Kamui Kobayashi will once again come to the aid of his fellow Japanese people by sporting a special one-off helmet livery during this weekend’s Brazilian GP.

The helmet in question has personally been designed by Joe Hahn, member and producer of American rock sensation Linkin Park, following an encounter during the Singapore GP which triggered the idea. The singer has also personally signed the helmet.

In conjunction with the charity Music for Relief, a venture headed by Hahn, the helmet worn by the Japanese star will be auctioned off after Sunday’s race in aid of the Japanese relief efforts. Funding remains crucially important as Japan continues to rebuild following the natural disasters which struck the nation earlier this year.

Kobayashi, who has acted as a global ambassador for his home nation since the disaster struck, was only too happy to partake in a scheme so close to his heart. Regardless of what the Japanese driver does, his presence in F1 seems to bring the Japanese people together, and that was no more evident during the Japanese GP.

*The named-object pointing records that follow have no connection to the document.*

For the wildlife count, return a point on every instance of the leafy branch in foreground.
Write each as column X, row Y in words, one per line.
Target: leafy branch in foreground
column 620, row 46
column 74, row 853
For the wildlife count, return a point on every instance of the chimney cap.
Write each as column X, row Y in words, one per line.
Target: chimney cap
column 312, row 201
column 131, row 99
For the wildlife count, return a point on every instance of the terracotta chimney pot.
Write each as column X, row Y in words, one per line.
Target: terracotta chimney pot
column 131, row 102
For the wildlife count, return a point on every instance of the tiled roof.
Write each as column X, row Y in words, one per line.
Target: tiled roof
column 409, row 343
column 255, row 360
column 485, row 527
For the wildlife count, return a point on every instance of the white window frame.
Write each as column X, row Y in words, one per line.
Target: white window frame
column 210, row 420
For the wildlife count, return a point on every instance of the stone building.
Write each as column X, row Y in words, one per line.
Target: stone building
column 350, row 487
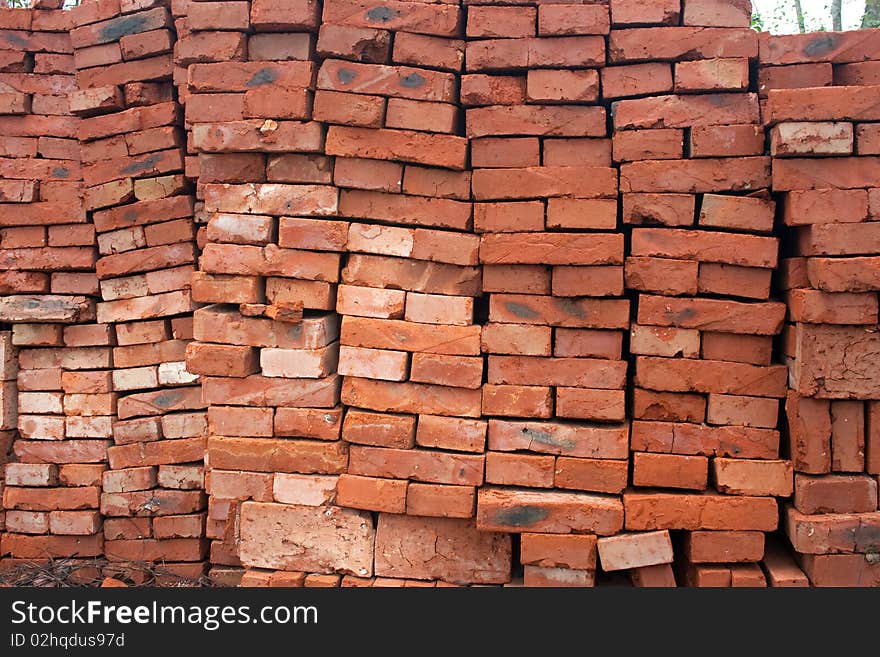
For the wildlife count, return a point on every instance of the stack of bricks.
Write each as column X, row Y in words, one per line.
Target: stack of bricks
column 694, row 187
column 46, row 240
column 8, row 409
column 545, row 206
column 825, row 143
column 267, row 347
column 52, row 489
column 410, row 339
column 133, row 169
column 66, row 410
column 394, row 293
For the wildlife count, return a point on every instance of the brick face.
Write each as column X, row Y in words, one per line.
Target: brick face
column 335, row 295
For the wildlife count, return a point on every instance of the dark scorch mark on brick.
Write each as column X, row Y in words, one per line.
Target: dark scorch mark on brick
column 677, row 317
column 546, row 438
column 821, row 45
column 123, row 27
column 143, row 165
column 382, row 14
column 573, row 308
column 15, row 39
column 263, row 76
column 345, row 75
column 520, row 310
column 168, row 399
column 412, row 80
column 520, row 516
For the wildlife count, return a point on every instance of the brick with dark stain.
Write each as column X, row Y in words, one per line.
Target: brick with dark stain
column 168, row 399
column 821, row 45
column 521, row 516
column 15, row 39
column 144, row 165
column 545, row 438
column 382, row 14
column 123, row 27
column 345, row 75
column 261, row 77
column 520, row 310
column 412, row 81
column 572, row 308
column 679, row 317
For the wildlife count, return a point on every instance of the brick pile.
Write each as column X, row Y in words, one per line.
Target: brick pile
column 8, row 409
column 694, row 186
column 825, row 143
column 546, row 209
column 268, row 344
column 46, row 240
column 133, row 169
column 393, row 293
column 62, row 420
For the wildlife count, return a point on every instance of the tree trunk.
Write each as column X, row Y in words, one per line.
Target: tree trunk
column 800, row 15
column 836, row 15
column 872, row 14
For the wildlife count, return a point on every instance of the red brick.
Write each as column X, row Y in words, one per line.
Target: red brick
column 576, row 551
column 670, row 471
column 634, row 550
column 503, row 22
column 743, row 477
column 684, row 438
column 419, row 465
column 680, row 43
column 519, row 470
column 439, row 501
column 668, row 406
column 456, row 434
column 652, row 511
column 835, row 494
column 439, row 20
column 847, row 436
column 578, row 440
column 560, row 20
column 388, row 495
column 408, row 546
column 724, row 546
column 537, row 120
column 548, row 512
column 726, row 141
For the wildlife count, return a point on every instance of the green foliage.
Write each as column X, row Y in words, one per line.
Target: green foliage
column 757, row 21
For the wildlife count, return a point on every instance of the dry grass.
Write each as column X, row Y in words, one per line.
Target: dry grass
column 56, row 573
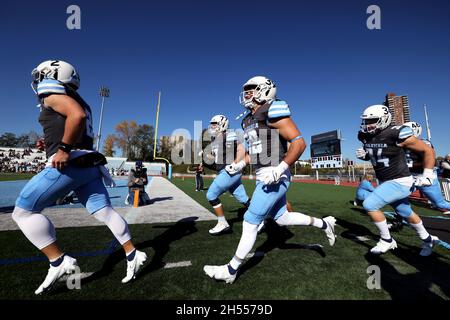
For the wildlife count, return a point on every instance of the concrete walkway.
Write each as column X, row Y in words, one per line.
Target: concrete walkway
column 170, row 204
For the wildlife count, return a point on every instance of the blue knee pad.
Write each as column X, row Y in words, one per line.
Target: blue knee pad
column 267, row 201
column 403, row 208
column 239, row 193
column 220, row 185
column 388, row 192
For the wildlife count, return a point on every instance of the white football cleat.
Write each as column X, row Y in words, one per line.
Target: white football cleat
column 427, row 247
column 383, row 246
column 261, row 227
column 220, row 273
column 329, row 231
column 219, row 228
column 67, row 266
column 134, row 265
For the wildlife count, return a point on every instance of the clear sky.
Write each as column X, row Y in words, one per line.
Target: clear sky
column 326, row 63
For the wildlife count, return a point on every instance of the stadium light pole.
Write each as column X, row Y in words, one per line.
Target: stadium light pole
column 104, row 93
column 169, row 173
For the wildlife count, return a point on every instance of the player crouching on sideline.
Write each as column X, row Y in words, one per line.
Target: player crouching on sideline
column 415, row 164
column 72, row 165
column 383, row 145
column 224, row 149
column 268, row 128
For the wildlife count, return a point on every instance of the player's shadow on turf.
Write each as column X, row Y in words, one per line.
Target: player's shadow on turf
column 276, row 238
column 400, row 286
column 416, row 285
column 160, row 244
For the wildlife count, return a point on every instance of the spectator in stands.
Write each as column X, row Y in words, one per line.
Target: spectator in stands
column 198, row 177
column 137, row 180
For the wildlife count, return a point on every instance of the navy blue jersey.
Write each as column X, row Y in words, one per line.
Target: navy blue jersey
column 53, row 123
column 264, row 145
column 388, row 159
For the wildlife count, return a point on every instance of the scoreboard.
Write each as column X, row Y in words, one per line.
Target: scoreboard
column 326, row 150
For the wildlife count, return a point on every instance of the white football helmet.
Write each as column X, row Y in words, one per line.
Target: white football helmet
column 257, row 91
column 218, row 124
column 376, row 117
column 58, row 70
column 415, row 126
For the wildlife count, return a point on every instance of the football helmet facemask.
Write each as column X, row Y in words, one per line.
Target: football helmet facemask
column 375, row 118
column 415, row 126
column 218, row 124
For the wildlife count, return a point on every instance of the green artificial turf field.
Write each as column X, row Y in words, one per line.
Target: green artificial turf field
column 290, row 263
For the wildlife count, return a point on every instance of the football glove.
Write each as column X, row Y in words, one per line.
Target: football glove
column 361, row 153
column 234, row 168
column 273, row 175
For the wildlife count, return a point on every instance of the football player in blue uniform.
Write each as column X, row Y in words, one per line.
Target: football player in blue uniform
column 223, row 150
column 72, row 164
column 384, row 145
column 415, row 164
column 364, row 189
column 268, row 129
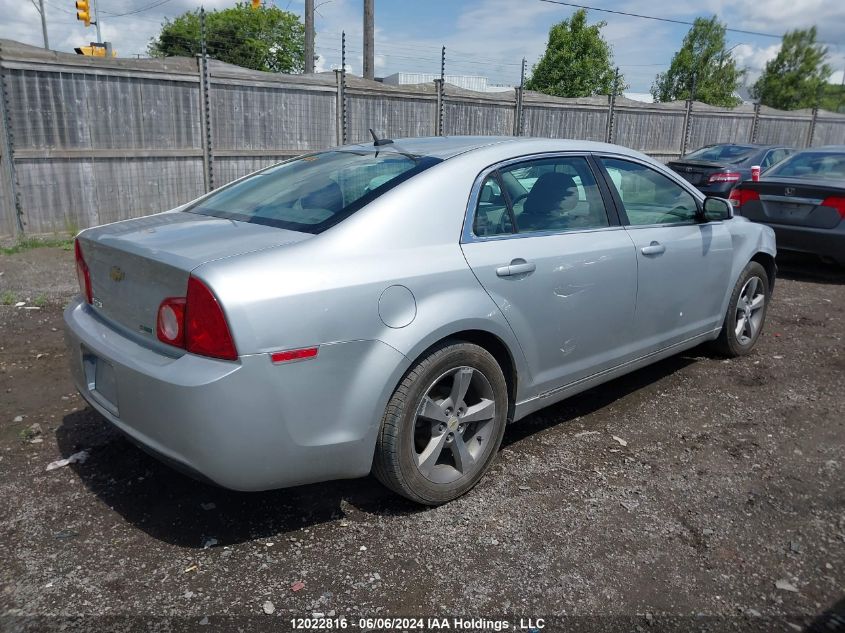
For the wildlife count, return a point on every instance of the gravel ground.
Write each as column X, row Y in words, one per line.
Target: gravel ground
column 722, row 509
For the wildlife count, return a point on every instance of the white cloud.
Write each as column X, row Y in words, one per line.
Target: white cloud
column 487, row 37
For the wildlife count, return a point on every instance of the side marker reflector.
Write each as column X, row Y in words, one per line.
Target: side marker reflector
column 294, row 354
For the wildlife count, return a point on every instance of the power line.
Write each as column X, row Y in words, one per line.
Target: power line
column 146, row 8
column 652, row 17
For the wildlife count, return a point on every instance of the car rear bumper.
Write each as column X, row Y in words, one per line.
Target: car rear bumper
column 245, row 425
column 802, row 239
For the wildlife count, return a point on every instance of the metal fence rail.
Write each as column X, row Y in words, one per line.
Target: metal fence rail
column 85, row 141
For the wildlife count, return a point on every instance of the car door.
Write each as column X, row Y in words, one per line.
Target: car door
column 683, row 264
column 542, row 242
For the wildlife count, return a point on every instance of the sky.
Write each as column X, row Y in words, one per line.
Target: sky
column 482, row 37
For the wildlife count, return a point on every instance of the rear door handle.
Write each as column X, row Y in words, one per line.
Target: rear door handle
column 655, row 248
column 517, row 266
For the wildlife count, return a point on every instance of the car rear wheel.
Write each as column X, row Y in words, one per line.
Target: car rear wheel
column 746, row 312
column 443, row 425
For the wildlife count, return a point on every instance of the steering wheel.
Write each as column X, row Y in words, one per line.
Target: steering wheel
column 521, row 196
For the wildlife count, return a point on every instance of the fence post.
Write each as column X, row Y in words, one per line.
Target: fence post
column 438, row 116
column 611, row 109
column 441, row 92
column 518, row 115
column 7, row 155
column 339, row 107
column 344, row 115
column 688, row 118
column 755, row 123
column 205, row 110
column 812, row 129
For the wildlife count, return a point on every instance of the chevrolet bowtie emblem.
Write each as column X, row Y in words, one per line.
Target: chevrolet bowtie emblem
column 116, row 273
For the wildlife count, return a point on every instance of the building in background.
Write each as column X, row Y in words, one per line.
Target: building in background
column 467, row 82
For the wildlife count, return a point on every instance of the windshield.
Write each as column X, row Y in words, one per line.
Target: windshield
column 722, row 153
column 826, row 165
column 314, row 192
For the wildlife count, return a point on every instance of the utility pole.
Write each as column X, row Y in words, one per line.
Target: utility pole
column 309, row 36
column 97, row 22
column 43, row 23
column 369, row 40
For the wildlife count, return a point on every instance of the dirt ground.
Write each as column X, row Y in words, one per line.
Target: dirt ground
column 724, row 511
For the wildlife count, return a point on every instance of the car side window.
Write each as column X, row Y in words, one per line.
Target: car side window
column 648, row 196
column 772, row 158
column 492, row 216
column 554, row 194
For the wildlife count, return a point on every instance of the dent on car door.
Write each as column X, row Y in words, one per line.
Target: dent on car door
column 540, row 241
column 683, row 264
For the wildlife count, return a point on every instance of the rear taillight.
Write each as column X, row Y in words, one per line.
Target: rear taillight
column 837, row 202
column 290, row 355
column 170, row 325
column 739, row 196
column 196, row 323
column 724, row 176
column 83, row 275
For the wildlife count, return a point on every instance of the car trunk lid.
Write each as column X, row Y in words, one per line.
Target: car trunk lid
column 136, row 264
column 794, row 201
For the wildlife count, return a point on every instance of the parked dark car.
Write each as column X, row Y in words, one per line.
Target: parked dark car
column 803, row 200
column 716, row 169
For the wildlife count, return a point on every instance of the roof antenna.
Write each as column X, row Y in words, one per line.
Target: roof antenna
column 379, row 141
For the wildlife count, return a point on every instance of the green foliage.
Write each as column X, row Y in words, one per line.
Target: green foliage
column 577, row 62
column 266, row 38
column 833, row 98
column 702, row 60
column 27, row 243
column 797, row 77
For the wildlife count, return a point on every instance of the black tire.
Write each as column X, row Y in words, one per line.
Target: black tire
column 729, row 343
column 403, row 439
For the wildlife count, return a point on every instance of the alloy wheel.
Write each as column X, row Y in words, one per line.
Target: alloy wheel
column 749, row 310
column 454, row 425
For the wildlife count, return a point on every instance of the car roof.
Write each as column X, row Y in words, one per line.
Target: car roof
column 445, row 147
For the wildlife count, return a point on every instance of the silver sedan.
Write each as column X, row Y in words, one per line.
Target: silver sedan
column 390, row 307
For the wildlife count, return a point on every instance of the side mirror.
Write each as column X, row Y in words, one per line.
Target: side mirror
column 716, row 209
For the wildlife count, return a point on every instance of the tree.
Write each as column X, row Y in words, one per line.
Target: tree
column 266, row 38
column 704, row 62
column 577, row 62
column 797, row 76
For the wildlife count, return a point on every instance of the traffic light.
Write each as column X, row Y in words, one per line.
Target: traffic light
column 83, row 12
column 93, row 51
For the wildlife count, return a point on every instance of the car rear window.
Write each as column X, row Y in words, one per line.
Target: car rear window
column 313, row 192
column 722, row 153
column 826, row 165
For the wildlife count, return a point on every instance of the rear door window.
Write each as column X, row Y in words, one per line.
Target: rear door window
column 554, row 194
column 314, row 192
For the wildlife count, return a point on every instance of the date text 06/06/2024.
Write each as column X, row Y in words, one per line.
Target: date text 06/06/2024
column 531, row 625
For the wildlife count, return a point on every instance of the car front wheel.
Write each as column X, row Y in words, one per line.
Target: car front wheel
column 443, row 425
column 746, row 312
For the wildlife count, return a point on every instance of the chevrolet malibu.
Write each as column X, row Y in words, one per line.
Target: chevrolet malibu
column 390, row 307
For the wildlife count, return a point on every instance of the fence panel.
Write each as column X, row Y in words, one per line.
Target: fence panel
column 98, row 140
column 655, row 128
column 829, row 130
column 474, row 114
column 776, row 127
column 710, row 125
column 392, row 112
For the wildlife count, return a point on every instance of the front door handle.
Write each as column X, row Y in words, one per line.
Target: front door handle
column 655, row 248
column 517, row 266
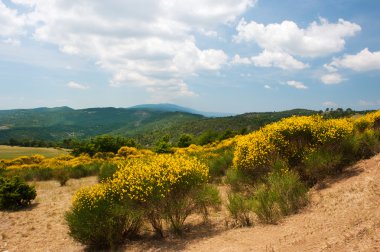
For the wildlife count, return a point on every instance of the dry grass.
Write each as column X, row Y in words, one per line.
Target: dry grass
column 342, row 216
column 10, row 152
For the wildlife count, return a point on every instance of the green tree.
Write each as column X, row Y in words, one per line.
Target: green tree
column 185, row 140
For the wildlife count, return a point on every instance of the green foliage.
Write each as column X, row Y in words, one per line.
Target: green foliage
column 240, row 209
column 62, row 176
column 107, row 169
column 105, row 223
column 181, row 203
column 321, row 163
column 185, row 141
column 207, row 137
column 265, row 205
column 206, row 197
column 221, row 163
column 163, row 146
column 104, row 143
column 281, row 195
column 15, row 194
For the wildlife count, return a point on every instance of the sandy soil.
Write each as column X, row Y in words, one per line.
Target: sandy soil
column 344, row 215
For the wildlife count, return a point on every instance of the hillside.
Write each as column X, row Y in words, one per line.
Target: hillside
column 146, row 123
column 344, row 215
column 55, row 124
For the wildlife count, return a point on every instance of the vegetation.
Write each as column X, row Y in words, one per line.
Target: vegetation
column 157, row 188
column 268, row 172
column 8, row 152
column 15, row 194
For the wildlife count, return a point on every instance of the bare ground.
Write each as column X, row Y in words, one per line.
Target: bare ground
column 344, row 215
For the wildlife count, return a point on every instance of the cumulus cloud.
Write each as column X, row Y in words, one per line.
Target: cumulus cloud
column 329, row 104
column 368, row 103
column 296, row 84
column 75, row 85
column 277, row 59
column 318, row 39
column 331, row 78
column 148, row 43
column 11, row 24
column 361, row 62
column 270, row 59
column 237, row 60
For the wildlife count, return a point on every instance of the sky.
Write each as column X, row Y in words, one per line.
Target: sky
column 230, row 56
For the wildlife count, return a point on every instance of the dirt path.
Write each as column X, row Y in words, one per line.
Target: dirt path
column 343, row 216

“I’ve long been a fan of Linkin Park,” he said, “I love their music and I’m impressed by the band’s social commitment. I was thrilled to meet the musicians personally in the paddock when they were giving a concert at the Singapore Grand Prix. We’ve been in touch since then and I’m really pleased that Joe Hahn has designed a helmet for me. I hope that we will be able to raise a lot of money for Music for Relief to help rebuild my country.”

Hahn also noted that it was a ‘fun opportunity’ which could help make a positive difference to the people who need it.

“This was a fun opportunity to create something for Kamui while continuing our efforts to raise funds for Japan,” said the rockstar.

Music for Relief has already donated an incredible $700,000 to the Japanese relief effort, while the organisation has raised a further $5m in previous natural disasters which have devastated nations.

The online auction for Kobnayashi’s helmet has already started and will remain open until Monday 19 December. Interested bidders should click HERE

Kobayashi, however, will not be the only driver sporting a new-look helmet this weekend, as a number of drivers, including Lewis Hamilton, Felipe Massa,Vitantonio Liuzzi and Rubens Barrichello, will also show off alternative colours at this weekend’s helmet frenzy.